By OLIVIA DIAZ and BILL BARROW, Associated Press
RICHMOND, Va. (AP) — Virginia voters are deciding a history-making race for governor Tuesday that will serve as a barometer of attitudes toward President Donald Trump and Democrats’ attempts to regain their footing on the national stage.
Republican Winsome Earle-Sears, a staunch conservative who serves as Virginia’s lieutenant governor, and Democrat Abigail Spanberger, a center-left Democrat and former CIA case officer who helped her party win a House majority during Trump’s first presidency, are vying to become the first-ever woman to lead the commonwealth. Earle-Sears also would make history as the first Black woman elected governor in any state.
The race to replace term-limited Republican Gov. Glenn Youngkin has taken on national dimensions from the start, serving as a testing ground for both parties one year ahead of national midterm elections that could redirect the country’s course for the balance of Trump’s second term. It comes as the state Trump lost in three successive presidential contests has been strained by many of his policies, particularly the steep cuts to the civil service and the ongoing government shutdown.
For Republicans, Earle-Sears will show whether a candidate in Trump’s general mold — though notably without his full-throated support — can win in a battleground state. For Democrats, Spanberger will signal whether the same center-left approach that worked across the country in the 2018 midterms is the answer in 2026, when the party’s energy has been focused on its progressive base.

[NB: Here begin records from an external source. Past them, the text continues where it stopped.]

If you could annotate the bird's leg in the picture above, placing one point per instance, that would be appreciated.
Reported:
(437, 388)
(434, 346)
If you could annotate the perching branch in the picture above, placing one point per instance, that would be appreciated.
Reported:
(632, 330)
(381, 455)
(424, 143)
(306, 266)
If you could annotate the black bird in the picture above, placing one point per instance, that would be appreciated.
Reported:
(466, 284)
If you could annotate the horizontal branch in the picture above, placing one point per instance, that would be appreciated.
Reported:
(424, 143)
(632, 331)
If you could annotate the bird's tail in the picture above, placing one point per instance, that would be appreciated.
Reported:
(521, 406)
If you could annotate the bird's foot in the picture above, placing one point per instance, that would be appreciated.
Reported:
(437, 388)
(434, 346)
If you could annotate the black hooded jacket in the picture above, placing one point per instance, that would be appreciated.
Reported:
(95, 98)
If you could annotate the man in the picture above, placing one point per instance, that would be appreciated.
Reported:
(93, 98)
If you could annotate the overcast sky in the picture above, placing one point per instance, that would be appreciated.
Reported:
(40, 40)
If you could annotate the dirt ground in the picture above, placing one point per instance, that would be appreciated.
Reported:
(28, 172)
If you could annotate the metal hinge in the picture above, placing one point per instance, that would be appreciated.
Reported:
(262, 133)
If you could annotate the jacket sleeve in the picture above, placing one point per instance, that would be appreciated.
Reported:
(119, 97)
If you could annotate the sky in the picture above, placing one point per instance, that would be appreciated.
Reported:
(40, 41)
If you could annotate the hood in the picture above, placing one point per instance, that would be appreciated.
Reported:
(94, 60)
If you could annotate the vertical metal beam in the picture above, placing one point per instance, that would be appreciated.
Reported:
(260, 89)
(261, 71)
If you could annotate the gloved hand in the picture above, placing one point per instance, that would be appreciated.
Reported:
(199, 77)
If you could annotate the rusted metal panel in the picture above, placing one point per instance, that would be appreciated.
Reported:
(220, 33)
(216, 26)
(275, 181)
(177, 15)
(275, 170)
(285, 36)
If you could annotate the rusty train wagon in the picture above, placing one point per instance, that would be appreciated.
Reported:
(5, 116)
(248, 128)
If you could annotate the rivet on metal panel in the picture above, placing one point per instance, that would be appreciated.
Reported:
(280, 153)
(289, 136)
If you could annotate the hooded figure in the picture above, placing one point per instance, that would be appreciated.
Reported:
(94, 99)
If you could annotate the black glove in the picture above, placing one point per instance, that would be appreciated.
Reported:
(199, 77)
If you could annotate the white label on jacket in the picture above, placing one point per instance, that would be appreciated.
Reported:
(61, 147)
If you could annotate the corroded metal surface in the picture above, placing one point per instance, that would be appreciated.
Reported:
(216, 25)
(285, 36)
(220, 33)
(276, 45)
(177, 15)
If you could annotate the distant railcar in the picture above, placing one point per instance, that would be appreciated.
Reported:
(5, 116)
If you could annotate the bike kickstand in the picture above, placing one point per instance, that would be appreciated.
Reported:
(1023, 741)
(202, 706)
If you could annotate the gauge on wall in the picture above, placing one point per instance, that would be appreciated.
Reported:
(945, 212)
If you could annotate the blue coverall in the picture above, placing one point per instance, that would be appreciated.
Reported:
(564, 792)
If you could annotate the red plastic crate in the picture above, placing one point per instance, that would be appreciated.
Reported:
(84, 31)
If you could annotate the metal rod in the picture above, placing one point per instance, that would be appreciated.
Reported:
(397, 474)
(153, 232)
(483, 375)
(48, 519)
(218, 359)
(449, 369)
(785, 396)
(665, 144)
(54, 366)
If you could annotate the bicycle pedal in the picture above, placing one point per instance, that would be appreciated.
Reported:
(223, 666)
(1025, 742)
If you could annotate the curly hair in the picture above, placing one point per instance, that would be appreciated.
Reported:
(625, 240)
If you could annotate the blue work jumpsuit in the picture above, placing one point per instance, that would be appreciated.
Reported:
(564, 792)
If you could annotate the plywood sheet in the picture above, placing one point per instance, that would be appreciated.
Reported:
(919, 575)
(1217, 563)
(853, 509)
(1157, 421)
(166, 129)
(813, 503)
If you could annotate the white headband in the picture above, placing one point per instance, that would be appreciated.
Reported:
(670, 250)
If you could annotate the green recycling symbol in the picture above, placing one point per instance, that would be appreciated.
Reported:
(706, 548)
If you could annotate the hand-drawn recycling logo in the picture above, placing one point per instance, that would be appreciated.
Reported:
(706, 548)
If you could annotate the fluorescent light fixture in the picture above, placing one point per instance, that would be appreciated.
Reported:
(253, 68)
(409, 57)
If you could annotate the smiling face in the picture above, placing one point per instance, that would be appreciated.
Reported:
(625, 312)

“With the political turmoil coming out of Washington right now, this election is an opportunity,” Spanberger said on her final campaign swing heading into Election Day. “Virginia voters can and will send a message amid the recklessness and the heartlessness coming out of Washington.”
Republicans have placed similarly dire stakes on the outcome. “Abigail Spanberger represents the darkness,” Earle-Sears told supporters last weekend.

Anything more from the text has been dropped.